For answer Alexander walked to a wooden kitchen chair, took it by its back and positioned it in front of his child and her nurserymaid. He sat on it, face stony.
“Give m
e the baby, Jade.”
“I can’t do that, Mr. Kinross! Her nappy’s dirty, she’ll make you all smelly!”
“I’ve been smelly before, I’ll be smelly again. Give her to me, Jade. Now.”
Transferring Anna was difficult; the child lolled like a rag doll and was unable to support her own head, but it was done at last. Bereft, Jade stood trembling, her delicately lovely features frozen into a mask of fear.
Alexander looked at his second daughter properly for the first time, and saw at once how right Nell was, despite the fact that at ten months Anna was a prettier baby than Nell, chubby and well cared for. Black hair, black brows and lashes, grey-blue eyes that didn’t focus, couldn’t seem to focus. That some thought processes lay within her skull was obvious in the way she recognized that the hands holding her were alien, the lap on which she sat not Jade’s. Wriggling and flopping in this awkward grasp, she began to wail.
“Thank you, Jade, you can take her,” Alexander said, alert to see how quickly Anna’s sense of disorientation faded. Almost immediately; the moment Jade held her, she stopped crying and opened her mouth for more mush.

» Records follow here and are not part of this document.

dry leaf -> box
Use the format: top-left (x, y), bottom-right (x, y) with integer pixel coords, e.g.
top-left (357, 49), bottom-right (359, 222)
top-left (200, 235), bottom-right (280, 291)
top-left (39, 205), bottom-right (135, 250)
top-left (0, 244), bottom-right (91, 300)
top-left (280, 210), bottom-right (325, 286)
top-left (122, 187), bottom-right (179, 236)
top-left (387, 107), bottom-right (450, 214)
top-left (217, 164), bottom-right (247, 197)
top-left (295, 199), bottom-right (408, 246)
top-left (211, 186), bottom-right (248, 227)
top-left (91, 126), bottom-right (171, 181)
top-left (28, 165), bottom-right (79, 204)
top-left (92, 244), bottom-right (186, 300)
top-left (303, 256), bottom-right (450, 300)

“Now,” he said quietly, “I want the truth, Jade. How long have you known that Anna isn’t what she ought to be mentally?”
The tears rolled down Jade’s cheeks unchecked; she needed both hands to manage the baby. “Almost at once, Mr. Kinross,” she sobbed. “Biddy Kelly knew too. So does Mrs. Summers. Oh, how they laughed about it in the kitchen! But I got out my dagger and told them I’d cut their throats if they ever breathed a word about Anna to anyone in Kinross.”
“Did they believe you?”
“Oh, yes. They knew I meant it. I’m a heathen Chinee.”
“What can Anna do?”
“She has improved, Mr. Kinross, honestly! But everything takes a long, long time. She can eat off a spoon now—see? It wasn’t easy, but she can learn. I talked to Hung Chee in the medicine shop and he showed me how to help Anna exercise her neck so that one day she will be able to hold up her head.” Down went Jade’s cheek to rest against the black curls. “I love looking after Anna, sir, I swear it! Anna is my baby, she doesn’t belong to Pearl or Butterfly Wing or anyone except me. Oh, please, oh, please don’t send me away from her!” The weeping broke out afresh.